Back to Dossier
Paper 14 / 15 Preliminary Manuscript · v0.1 May 2026
Dossier №01 · Project 14 · Pharos

Pharos: A Long-Horizon Voice Agent for Chronic Disease Management with Clinician Oversight

Weekly voice check-ins, persistent patient memory across months, and an escalation loop that puts a human clinician in the driver's seat. Targeted at heart failure and type-2 diabetes.
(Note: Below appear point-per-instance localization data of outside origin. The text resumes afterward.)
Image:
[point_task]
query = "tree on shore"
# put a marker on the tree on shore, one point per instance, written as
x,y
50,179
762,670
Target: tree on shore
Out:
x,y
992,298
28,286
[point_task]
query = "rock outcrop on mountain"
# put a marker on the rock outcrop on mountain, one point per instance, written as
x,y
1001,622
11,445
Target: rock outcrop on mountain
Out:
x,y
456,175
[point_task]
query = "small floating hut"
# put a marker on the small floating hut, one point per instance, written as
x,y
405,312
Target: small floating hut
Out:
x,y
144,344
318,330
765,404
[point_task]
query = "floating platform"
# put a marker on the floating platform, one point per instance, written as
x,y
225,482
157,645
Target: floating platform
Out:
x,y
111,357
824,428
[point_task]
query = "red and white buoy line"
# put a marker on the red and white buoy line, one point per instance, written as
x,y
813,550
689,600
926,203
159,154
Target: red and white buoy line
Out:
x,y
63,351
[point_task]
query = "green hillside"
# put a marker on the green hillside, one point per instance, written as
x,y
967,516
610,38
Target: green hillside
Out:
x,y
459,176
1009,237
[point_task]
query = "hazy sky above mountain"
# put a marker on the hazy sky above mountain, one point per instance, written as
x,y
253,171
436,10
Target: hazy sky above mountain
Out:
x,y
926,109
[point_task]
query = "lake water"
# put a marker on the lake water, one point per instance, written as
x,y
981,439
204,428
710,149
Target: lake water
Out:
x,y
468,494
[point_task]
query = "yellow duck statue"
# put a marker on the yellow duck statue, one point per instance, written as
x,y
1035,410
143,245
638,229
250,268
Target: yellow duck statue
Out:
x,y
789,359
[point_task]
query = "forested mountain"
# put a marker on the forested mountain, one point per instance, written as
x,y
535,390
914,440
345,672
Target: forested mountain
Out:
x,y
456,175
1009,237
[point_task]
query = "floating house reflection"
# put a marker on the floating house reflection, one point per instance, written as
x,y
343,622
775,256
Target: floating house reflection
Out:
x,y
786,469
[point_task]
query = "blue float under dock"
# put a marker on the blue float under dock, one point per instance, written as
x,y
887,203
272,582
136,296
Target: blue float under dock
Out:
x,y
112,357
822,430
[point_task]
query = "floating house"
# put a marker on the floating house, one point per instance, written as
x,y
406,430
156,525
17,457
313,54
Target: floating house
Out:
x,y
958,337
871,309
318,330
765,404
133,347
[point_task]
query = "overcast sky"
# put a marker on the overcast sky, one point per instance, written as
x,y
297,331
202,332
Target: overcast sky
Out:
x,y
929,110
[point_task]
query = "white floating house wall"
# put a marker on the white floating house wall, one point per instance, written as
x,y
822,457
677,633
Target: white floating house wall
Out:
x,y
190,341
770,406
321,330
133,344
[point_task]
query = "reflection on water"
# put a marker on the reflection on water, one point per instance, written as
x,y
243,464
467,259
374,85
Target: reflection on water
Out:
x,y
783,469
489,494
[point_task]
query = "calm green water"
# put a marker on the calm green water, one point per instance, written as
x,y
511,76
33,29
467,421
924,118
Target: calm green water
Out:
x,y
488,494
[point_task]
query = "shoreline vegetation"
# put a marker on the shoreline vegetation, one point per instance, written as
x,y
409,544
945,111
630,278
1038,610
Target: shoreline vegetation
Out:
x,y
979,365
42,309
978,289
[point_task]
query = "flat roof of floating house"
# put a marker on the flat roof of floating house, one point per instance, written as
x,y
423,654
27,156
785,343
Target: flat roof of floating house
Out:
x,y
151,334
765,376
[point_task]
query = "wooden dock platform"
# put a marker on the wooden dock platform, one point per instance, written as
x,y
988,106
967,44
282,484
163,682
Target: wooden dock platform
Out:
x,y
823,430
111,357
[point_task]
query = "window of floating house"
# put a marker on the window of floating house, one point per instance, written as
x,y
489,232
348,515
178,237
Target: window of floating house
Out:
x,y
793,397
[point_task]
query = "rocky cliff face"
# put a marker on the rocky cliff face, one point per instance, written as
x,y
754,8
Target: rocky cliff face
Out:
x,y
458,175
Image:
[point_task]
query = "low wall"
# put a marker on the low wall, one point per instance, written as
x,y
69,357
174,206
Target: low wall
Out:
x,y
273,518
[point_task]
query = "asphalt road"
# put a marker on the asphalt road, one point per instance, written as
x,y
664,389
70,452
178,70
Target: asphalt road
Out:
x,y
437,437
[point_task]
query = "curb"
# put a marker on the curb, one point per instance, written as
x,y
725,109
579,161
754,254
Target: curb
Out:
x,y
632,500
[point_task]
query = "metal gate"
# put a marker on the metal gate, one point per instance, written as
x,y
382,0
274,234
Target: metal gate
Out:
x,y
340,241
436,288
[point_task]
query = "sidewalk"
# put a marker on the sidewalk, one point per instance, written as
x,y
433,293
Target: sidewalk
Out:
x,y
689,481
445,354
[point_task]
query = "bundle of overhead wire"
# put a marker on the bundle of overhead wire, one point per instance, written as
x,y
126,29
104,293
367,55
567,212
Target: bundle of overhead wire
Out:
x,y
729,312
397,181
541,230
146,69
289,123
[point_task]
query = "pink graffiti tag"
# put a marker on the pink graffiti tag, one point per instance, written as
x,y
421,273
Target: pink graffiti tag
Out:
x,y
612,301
Abstract The 30-day heart-failure readmission rate is approximately 22–23% nationally and is tracked under CMS's Hospital Readmissions Reduction Program[4]. The two largest published heart-failure remote-monitoring RCTs — Tele-HF[3] and BEAT-HF[2] — produced null primary endpoints, with Tele-HF showing adherence dropping to ~55% by week 26: a problem of engagement and integration with care, not of monitoring per se. Pharos is a voice-first long-horizon agent for chronic disease management whose three load-bearing design choices respond directly to those null results: (i) voice rather than IVR/app to reduce friction (Sensely's pilot found avatar-based check-ins acceptable[15]); (ii) persistent memory across months via the MemGPT[12] / recursive-summarisation[13] / Mem0[14] family of long-horizon agent architectures; (iii) tight clinician oversight so detection triggers a human-led intervention loop, not just a notification. Pass criterion: 80% weekly check-in adherence at 12 weeks (versus Tele-HF's ~55%) and a documented escalation pattern matched against ASPEN-style monitoring practice[8].

§ 1 Introduction

Chronic disease management lives in the gap between the clinical visit and the next. Heart failure is the canonical example: HF-Action[1] randomised 2,331 patients to exercise training versus usual care and showed a non-significant HR of 0.93 for the primary endpoint of death/hospitalisation — the gap between the intervention's biological efficacy and its real-world effect is a problem of adherence and engagement. Tele-HF[3] and BEAT-HF[2] are the canonical RCTs for remote patient monitoring in HF and both produced null primary endpoints, with Tele-HF documenting the adherence decay that drives the result.

Type-2 diabetes shows a different pattern: continuous glucose monitoring works (the MOBILE trial[5] shows 1.1% HbA1c reduction at 8 months versus 0.6% with BGM, adjusted Δ −0.4%, p=0.02); and large-scale connected-meter-plus-coaching programs (Livongo[6]) document 16.4% reduction in hyperglycemia days and 18.4% in hypoglycemia days versus baseline at the 4,544-member scale. The diabetes evidence is the case for the program structure; the HF evidence is the case for why naive remote monitoring fails. Pharos integrates both lessons.

1.1 Contributions

  1. A voice-first chronic-disease management agent for HF and type-2 diabetes, with weekly check-ins, persistent memory, and structured escalation.
  2. A long-horizon memory architecture that operationalises MemGPT-style[12] hierarchical context, recursive summarisation[13], and Mem0-style[14] structured fact extraction in a clinical setting.
  3. An evaluation against the Tele-HF / BEAT-HF benchmark of 55% / mid-50s long-term adherence — the explicit goal is to halve the dropout rate, not to claim a new outcome.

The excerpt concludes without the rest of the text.